I looked at a proof of the statement in the title, and I got a question about it...
In the proof, it begins with assuming that $X$ is not hausdorff.
Then, there exists $x,y\in X$, w/ $x\neq y$, s.t. $\forall U,V\in\mathcal{T}_X$, w/ $x\in U$ and $y\in V$, and $U\cap V\neq\emptyset$.
And then it considers $\Lambda=\{(U,V)\mid U~\text{is a nbd of}~x,~V~\text{is a nbd of}~y,~\text{and}~U\cap V\neq\emptyset\}$, and it claims that $\Lambda$ is a directed set with the preorder $\prec$ on $\Lambda$ defined by $(U,V)\prec(W,N)\iff U\supset W,~\text{and}~V\supset N$.

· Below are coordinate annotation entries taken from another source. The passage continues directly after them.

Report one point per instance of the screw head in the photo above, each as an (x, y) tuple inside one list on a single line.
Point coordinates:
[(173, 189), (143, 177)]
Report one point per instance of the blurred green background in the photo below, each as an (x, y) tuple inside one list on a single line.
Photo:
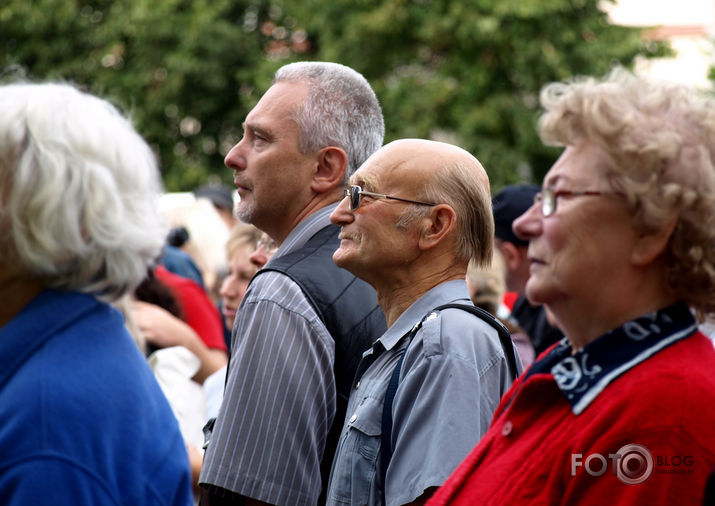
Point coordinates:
[(188, 71)]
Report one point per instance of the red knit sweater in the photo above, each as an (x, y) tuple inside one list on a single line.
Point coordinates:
[(537, 451)]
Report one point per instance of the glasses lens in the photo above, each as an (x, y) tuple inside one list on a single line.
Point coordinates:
[(548, 202), (354, 197)]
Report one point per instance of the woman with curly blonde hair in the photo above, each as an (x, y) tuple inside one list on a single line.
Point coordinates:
[(622, 245)]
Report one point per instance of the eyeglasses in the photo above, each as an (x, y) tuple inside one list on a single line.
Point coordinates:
[(548, 198), (354, 193)]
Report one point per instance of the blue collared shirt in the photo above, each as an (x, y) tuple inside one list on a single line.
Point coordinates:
[(452, 378)]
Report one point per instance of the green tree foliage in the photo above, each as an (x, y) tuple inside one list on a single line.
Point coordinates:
[(181, 68), (468, 72), (471, 71)]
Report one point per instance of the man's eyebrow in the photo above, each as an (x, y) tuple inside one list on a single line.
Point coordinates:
[(254, 128)]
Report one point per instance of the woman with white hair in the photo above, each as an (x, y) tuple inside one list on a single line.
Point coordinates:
[(83, 419), (622, 250)]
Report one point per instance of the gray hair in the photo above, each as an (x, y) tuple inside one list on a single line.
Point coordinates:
[(79, 191), (341, 110), (661, 140)]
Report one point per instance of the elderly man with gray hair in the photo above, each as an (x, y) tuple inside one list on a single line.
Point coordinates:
[(303, 323), (414, 215)]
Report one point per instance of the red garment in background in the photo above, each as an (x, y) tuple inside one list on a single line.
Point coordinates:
[(536, 449), (199, 311)]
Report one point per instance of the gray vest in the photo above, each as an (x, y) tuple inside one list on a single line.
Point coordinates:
[(348, 308)]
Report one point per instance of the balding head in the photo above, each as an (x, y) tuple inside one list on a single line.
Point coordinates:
[(446, 174)]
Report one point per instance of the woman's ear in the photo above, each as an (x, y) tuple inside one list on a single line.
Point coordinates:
[(650, 244), (438, 225), (330, 170)]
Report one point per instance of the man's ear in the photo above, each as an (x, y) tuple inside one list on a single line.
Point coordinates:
[(438, 224), (330, 171), (511, 253), (650, 244)]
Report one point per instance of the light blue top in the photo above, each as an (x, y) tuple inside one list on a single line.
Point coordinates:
[(452, 378), (82, 419)]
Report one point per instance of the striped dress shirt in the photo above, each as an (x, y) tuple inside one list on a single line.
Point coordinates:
[(279, 402)]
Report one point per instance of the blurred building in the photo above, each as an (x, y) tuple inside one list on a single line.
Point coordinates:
[(689, 25)]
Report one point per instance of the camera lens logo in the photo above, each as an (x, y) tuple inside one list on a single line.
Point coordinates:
[(635, 464)]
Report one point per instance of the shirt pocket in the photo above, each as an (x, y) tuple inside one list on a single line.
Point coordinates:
[(357, 455)]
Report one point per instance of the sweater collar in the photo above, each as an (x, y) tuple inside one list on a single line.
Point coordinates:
[(583, 375)]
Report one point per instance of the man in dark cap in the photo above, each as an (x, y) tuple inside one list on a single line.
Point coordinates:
[(509, 204)]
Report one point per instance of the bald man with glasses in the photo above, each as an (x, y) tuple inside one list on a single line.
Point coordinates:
[(413, 216)]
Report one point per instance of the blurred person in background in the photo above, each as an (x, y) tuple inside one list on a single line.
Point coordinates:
[(622, 250), (200, 231), (221, 196), (242, 243), (83, 419), (486, 290)]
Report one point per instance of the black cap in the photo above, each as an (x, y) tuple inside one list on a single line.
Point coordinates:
[(220, 196), (508, 205)]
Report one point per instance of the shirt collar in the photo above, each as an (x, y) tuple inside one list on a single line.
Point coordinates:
[(306, 229), (582, 376), (440, 294)]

My problem is that I cannot convince myself why $\forall\lambda_1,\lambda_2\in\Lambda$, $\exists\lambda\in\Lambda$ such that $\lambda_1\prec\lambda$ and $\lambda_2\prec\lambda$. In particular, how one should construct such $\lambda$?
Thanks in advance.
Let $\lambda_i=\langle U_i,V_i\rangle\in\Lambda$ for $i=1,2$. Then $\lambda=\langle U_1\cap U_2,V_1\cap V_2\rangle\in\Lambda$, and $\lambda_i\prec\lambda$ for $i=1,2$.